Museo del Romanticismo, Sala XV, El Boudoir

Nuestra siguiente parada será el Boudoir, donde daremos comienzo al recorrido por las estancias femeninas. A partir de aquí, veremos cómo la mujer convierte la casa en un lugar cómodo lleno de objetos sentimentales, un sitio íntimo apartado del terreno público. En esta sala, veremos la influencia importada de París, convirtiéndose en una estancia en la que acoger a las visitas más íntimas y en la que realizar actividades tranquilas como leer o coser. El poco orden y la aglomeración de objetos eran achacados a la tendencia femenina de ser irracionales y caprichosas. Así, se pueden ver vitrinas llenas de preciosos objetos.

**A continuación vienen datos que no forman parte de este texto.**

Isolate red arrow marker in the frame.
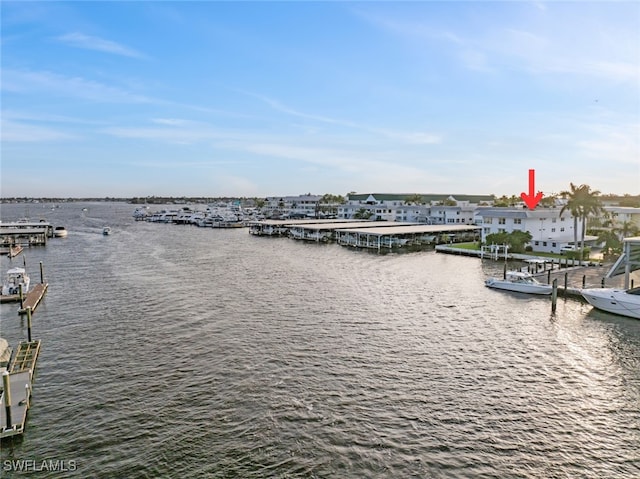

En lo que se refiere a la temática, a partir de aquí se puede observar cómo empieza a formarse el ideal romántico de la mujer, como por ejemplo, la maternidad y la relación madre-hijo. También lo veremos en las pinturas, en las que aparecerá el tema del desnudo, más exclusivo en las estampas, así como algunos retratos que transmitirán la belleza, elegancia y fragilidad de las mujeres.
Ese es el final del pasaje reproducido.